I see a few conceptual problems in the media coverage of the Iraq War Diaries leak (useful roundup here) and people’s reactions to it.
1) More than half of the atrocities detailed in the diaries were committed by Iraqis against one another, but I think the media’s frame makes more of that than it ought to, in a way that feeds into a dangerous political narrative about culpability in armed conflict. For example the NYTimes claim that “Detainees Fared Worse in Iraqi Hands” misleads us into thinking that somehow that makes the US record in Iraq a little more excusable. I have often heard precisely this argument from students and colleagues when insisting that the US be held accountable for its own crimes – that they’re nothing compared to what others are doing. You also hear echoes of this from DOD spokespeople like Geoff Morell:
“We have not always been perfect but we have been far better than anyone else has in the history of warfare.”
But international law, of course, compares states’ behavior to the standards in the treaties themselves, not to one another’s least common denominator.

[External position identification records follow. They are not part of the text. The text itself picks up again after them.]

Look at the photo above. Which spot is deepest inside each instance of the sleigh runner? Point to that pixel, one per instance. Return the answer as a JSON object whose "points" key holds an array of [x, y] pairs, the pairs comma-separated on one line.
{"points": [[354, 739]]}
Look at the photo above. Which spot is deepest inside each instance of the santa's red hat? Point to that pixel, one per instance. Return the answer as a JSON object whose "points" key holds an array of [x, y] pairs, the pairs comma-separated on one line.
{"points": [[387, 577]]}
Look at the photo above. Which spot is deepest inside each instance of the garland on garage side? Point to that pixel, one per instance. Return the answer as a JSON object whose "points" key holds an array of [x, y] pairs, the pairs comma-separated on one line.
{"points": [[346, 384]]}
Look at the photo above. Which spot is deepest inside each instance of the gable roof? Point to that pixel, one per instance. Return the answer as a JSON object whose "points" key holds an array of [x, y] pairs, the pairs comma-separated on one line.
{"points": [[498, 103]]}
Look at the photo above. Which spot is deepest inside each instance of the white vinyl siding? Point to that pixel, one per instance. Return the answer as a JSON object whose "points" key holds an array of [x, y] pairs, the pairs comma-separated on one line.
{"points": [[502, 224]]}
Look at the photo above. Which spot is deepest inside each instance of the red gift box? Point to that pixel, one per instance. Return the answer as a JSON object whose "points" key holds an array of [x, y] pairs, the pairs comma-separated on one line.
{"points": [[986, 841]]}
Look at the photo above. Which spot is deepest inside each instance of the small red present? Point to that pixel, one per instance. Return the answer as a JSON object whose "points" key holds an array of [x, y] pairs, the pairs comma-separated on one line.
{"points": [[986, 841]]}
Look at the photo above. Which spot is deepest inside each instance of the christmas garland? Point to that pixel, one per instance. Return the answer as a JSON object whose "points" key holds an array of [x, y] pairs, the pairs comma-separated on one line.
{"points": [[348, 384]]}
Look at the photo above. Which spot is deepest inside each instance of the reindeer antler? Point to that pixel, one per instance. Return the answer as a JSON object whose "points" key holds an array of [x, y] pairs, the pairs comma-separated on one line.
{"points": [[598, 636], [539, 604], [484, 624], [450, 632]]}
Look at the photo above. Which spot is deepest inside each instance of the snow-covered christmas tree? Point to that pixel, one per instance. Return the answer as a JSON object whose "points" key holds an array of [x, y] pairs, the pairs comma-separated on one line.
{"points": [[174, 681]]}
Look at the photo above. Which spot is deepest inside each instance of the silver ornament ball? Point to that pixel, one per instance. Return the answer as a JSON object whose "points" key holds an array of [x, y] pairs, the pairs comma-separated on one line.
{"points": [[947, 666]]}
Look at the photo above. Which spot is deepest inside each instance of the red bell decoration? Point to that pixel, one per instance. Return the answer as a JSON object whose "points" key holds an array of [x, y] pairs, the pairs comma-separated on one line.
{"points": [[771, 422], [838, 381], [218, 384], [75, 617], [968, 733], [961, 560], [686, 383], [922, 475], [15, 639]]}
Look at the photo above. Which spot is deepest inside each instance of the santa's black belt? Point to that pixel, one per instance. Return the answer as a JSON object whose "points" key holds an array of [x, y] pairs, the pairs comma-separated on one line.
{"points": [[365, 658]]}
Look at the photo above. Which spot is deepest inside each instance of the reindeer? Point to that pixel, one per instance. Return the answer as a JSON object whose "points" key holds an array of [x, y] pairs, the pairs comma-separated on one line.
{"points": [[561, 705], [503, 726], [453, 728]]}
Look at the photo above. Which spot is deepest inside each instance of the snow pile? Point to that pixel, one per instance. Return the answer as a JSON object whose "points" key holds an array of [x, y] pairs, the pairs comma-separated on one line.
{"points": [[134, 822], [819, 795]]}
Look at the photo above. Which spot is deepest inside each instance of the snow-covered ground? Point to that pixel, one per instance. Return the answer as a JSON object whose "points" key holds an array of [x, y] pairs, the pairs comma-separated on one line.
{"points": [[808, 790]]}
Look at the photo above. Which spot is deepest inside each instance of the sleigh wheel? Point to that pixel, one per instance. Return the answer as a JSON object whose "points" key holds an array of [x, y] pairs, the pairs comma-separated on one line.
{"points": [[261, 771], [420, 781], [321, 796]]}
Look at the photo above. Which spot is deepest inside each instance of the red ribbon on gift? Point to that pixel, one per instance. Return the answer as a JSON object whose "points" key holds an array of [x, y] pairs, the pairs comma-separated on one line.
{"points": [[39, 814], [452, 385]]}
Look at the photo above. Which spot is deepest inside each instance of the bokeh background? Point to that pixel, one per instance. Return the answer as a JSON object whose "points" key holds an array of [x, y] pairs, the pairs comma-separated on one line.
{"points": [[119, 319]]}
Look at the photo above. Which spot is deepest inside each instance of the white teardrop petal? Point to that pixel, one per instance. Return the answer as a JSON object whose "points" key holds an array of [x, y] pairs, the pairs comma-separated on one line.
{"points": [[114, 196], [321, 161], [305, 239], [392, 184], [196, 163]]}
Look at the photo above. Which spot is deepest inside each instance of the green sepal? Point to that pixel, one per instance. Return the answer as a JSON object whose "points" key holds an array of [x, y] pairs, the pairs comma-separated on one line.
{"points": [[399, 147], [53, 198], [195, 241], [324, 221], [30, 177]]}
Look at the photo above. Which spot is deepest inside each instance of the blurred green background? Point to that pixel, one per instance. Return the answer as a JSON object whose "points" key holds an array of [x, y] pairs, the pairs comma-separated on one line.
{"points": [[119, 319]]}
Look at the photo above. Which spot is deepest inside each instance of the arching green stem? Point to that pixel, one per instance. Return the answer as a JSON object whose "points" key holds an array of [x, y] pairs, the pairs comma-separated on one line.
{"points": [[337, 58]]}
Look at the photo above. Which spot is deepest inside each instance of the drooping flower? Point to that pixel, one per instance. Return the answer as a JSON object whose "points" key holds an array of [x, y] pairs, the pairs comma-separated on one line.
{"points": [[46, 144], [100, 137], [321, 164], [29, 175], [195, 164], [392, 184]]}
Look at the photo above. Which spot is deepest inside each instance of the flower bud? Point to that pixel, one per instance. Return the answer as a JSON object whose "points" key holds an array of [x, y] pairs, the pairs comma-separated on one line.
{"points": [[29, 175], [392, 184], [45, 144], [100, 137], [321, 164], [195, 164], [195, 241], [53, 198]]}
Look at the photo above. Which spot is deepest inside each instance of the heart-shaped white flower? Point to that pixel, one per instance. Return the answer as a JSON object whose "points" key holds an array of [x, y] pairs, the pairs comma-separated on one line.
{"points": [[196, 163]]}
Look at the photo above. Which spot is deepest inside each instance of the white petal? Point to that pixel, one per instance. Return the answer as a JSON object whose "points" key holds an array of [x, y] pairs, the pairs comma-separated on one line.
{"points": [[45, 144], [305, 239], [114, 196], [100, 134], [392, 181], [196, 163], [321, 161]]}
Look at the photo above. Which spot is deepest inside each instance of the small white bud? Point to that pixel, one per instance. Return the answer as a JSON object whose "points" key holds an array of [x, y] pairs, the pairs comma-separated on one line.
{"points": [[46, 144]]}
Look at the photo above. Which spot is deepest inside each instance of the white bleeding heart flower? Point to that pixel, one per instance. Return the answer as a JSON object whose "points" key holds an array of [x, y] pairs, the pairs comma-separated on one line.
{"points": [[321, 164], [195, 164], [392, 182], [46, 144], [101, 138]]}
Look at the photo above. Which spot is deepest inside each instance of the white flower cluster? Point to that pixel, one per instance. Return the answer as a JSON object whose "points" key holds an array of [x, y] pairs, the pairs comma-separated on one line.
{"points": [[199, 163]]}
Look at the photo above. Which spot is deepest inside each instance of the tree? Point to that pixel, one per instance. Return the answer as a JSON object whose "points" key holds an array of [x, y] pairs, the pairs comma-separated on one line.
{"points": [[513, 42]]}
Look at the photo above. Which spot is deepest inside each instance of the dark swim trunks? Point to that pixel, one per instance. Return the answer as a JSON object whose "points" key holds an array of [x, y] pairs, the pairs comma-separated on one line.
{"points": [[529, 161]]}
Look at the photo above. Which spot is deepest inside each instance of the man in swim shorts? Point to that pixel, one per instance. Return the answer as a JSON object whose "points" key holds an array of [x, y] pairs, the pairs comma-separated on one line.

2) To take the opposite tack, the argument, such as that made by Daniel Ellsberg, that US misconduct in Iraq “proves” the war was a unethical because it was a “bloodbath” is also, I think, conflating jus in bello ethics (regarding how we fight) and jus ad bellum ethics (regarding the conditions under which it is legitimate to fight). If the war was unnecessary for the reasons fought, a violation of the UN charter, and sold to the public through misinformation, it was unethical regardless of how well US troops may have behaved in the field (always at any rate a relative measure). And even if the war had been justified, this wouldn’t excuse the new evidence – now heaped upon the existing historical record – of detainee abuse, failure to ensure security during an occupation, and rules of engagement that put civilians at risk.
3) Though I agree with many commentators that there’s not a lot here we didn’t know about (short of the gory detail), it must be said there are some new stories in this set of documents. Of the five “bombshells” reported by the Christian Science Monitor, one that actually is kind of a bombshell is the US’ denying it had kept a secret death count. It should be emphasized that as far as I know this is not illegal: the US was never required by the Geneva Conventions to keep such a count or to publicize it. But I would argue governments should be (many others agree) and perhaps this new data will help that movement gain ground. The evidence here suggests it is feasible as well as appropriate to expect belligerents to collect casualty data, and that the better part of valor for belligerents is to make this part of the historical record of wars in advance rather than only when brought to heel by public opinion. In fact, I can think of no better initial mechanism for putting some much-missing teeth into the regime protecting war-affected civilians than to expect governments to account for their record in this regard.